Parents, try to understand where teachers stand

The coronavirus has created a conundrum for Americans. On one side of it are teachers; on the other, students and their parents.

I see no easy solution.

Parents and students want a return to in-class learning. Now! They make a good case for the importance of face-to-face instruction, which, by all accounts, proves far more effective then online learning.

Their thinking does not consider that millions and millions of families do not have access to fast and reliable internet connections. Yet those parents who continue to push hard for in-class learning ignore this point.

They understand the hardship the alternative puts their children to. Quality education will open doors wide – or wider – for boys and girls who have it. The days of needing a strong back are gone with the wind.

It is pointless to quarrel with parents.

For their position is not taking into account the risks that educators face. Too many of them are unwilling to put their lives at risk, which is what some of them will be doing if they return to teaching the way they taught before wearing face masks and practicing social distancing became political talking points.

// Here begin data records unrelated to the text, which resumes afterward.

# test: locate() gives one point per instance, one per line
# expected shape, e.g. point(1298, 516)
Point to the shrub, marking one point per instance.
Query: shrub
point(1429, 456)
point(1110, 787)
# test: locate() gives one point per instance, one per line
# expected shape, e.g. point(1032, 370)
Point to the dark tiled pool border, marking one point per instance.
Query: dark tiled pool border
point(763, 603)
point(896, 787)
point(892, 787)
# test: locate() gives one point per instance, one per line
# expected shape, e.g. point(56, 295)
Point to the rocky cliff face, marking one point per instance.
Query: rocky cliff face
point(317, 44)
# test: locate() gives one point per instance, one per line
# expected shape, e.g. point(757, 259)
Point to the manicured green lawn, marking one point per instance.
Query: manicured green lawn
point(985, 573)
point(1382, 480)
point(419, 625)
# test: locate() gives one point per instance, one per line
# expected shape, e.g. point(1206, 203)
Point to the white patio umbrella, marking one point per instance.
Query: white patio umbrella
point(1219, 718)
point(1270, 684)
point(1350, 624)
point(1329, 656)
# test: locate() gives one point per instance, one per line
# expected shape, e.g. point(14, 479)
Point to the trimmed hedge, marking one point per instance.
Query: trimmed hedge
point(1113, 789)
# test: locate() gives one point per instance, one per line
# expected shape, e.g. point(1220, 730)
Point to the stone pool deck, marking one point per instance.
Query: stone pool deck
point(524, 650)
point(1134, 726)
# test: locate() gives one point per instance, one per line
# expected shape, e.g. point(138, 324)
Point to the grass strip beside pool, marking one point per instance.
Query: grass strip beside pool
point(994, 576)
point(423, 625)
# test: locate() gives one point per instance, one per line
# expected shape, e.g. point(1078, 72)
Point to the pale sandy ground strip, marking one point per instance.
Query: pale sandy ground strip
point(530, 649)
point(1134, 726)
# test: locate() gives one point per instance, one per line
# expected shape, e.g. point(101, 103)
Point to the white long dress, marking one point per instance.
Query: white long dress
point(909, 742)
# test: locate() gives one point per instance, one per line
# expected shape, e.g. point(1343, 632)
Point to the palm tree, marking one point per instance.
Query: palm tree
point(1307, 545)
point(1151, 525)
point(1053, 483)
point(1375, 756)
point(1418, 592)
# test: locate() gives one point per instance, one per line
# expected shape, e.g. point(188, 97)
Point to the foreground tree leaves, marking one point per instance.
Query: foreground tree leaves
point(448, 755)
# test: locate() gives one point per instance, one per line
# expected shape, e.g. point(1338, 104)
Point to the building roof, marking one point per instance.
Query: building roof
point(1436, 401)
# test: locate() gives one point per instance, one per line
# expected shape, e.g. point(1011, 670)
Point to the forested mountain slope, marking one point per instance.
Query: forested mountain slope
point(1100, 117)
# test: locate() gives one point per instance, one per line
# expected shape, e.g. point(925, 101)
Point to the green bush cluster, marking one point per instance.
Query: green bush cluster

Do not for one second think these issues are not political. America has a president who knows that returning to “normal” improves his chances of winning a second term. Critics of Donald Trump – and those critics are on the political left and right — talk openly about his non-leadership on some of the most pressing issues to face the United States since World War II.  

Discarding the science of the coronavirus, Trump has waffled and wavered about how seriously to treat the pandemic, and in his ear are men and women who want normalcy at the expense of a steady, rapid rise in covid-19 morbidity.

The death toll sits at more than 150,000 people. Few of them are schoolchildren; most are men and women who are deeper into their lives.

If you think those men and women sound as if they could be schoolteachers, you would be right.  

They have long been called heroes, shaping the lives of a generation of successful people. For all they have done, schoolteachers have seen their hard work pay only meager dividends. They are tasked today with doing more in the classroom with less, soldiering a duty that few others want.

Now, they are asked to teach children whose parents want from teachers what they are unwilling to do themselves. Teachers see the foolishness of such thinking.

In Columbus, Ohio, a score of teachers, joined by some supportive parents, rallied Monday outside the Statehouse to highlight the risks in returning to in-class learning.

Doing so puts the health of all sides in danger, so caution, teachers argue, makes more sense.

Their position, however, worries a lot of parents, who seem reluctant to accept that health worries of teachers should affect learning. Parents seem to be saying that teaching children trumps health concerns.

Many of these parents want high-school athletics to return too. They do not want another coronavirus lockdown to wreck the football season.

Theirs is peculiar thinking. They want from schoolteachers what they have seldom been unwilling to give: unflagging support.

Show that support by paying teachers well, but do not dare ask them to repay you with their lives.